Best Practice: Performance-Observability & SLOs
Kontext
Ohne definierte SLOs gibt es kein objektives Kriterium für "unsere Performance ist gut genug". Teams diskutieren subjektiv, ob Latenz "akzeptabel" ist. Ohne Error Budgets gibt es keine objektive Grundlage für die Entscheidung "wir müssen Reliability-Arbeit priorisieren" vs. "wir können weiter Features bauen".

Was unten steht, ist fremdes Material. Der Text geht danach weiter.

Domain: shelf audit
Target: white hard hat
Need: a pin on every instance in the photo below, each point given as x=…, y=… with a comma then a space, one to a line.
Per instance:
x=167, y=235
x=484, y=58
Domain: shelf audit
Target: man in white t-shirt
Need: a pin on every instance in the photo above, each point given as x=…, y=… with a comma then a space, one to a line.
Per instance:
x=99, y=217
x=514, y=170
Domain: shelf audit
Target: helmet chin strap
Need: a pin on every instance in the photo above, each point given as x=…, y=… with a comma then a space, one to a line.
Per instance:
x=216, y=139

Typische Probleme ohne SLO-basiertes Performance-Monitoring:
-
Durchschnittswerte maskieren P99-Spitzen: Avg = 50ms, P99 = 5000ms – User leiden, Dashboard sieht gut aus
-
Performance-Degradation als "Baseline" akzeptiert, weil kein historischer Vergleich existiert
-
On-Call-Team wird bei falschen Schwellwerten alarmiert (zu sensitiv oder zu tolerant)
-
Deployments erfolgen, ohne zu wissen ob die Performance schlechter wurde
Zugehörige Controls
-
WAF-PERF-050 – Performance Monitoring & SLO Definition
-
WAF-PERF-100 – Performance Debt Register & Quarterly Review
Zielbild
SLO-basiertes Performance-Management:
-
Definiert: SLOs für alle Produktions-Services mit P95/P99, Fehlerrate, Verfügbarkeit
-
Instrumentiert: SLIs werden kontinuierlich gemessen (nicht nur Stichproben)
-
Alerting: Burn-Rate-Alerts statt statischer Schwellenwerte
-
Error Budget: Deployment-Entscheidungen basieren auf Budget-Status
Technische Umsetzung
Schritt 1: SLO-Dokument erstellen
# docs/slos/payment-api.yml
version: "1.0"
service: "payment-api"
owner: "payments-team"
last_reviewed: "2026-03-18"
slos:
- name: availability
description: "Percentage of requests that succeed (status 2xx or 4xx)"
sli:
numerator: "count of HTTP requests with status not in [5xx]"
denominator: "count of all HTTP requests"
target: 99.9 # 99.9% = 8.77h error budget per year
window: "30d"
- name: latency_p95
description: "95th percentile request latency at load balancer"
sli: "p95 of request duration measured at ALB"
target: 200 # ms
window: "30d"
- name: latency_p99
description: "99th percentile request latency"
sli: "p99 of request duration measured at ALB"
target: 500 # ms
window: "30d"
error_budgets:
availability_30d:
slo: 99.9
window: "30d"
total_minutes: 43200
allowed_downtime_minutes: 43.2 # 0.1% of 30 days
deployment_policy:
- condition: "error_budget_remaining > 50%"
action: "deploy freely"
- condition: "error_budget_remaining 10-50%"
action: "deploy with extra caution; require load test"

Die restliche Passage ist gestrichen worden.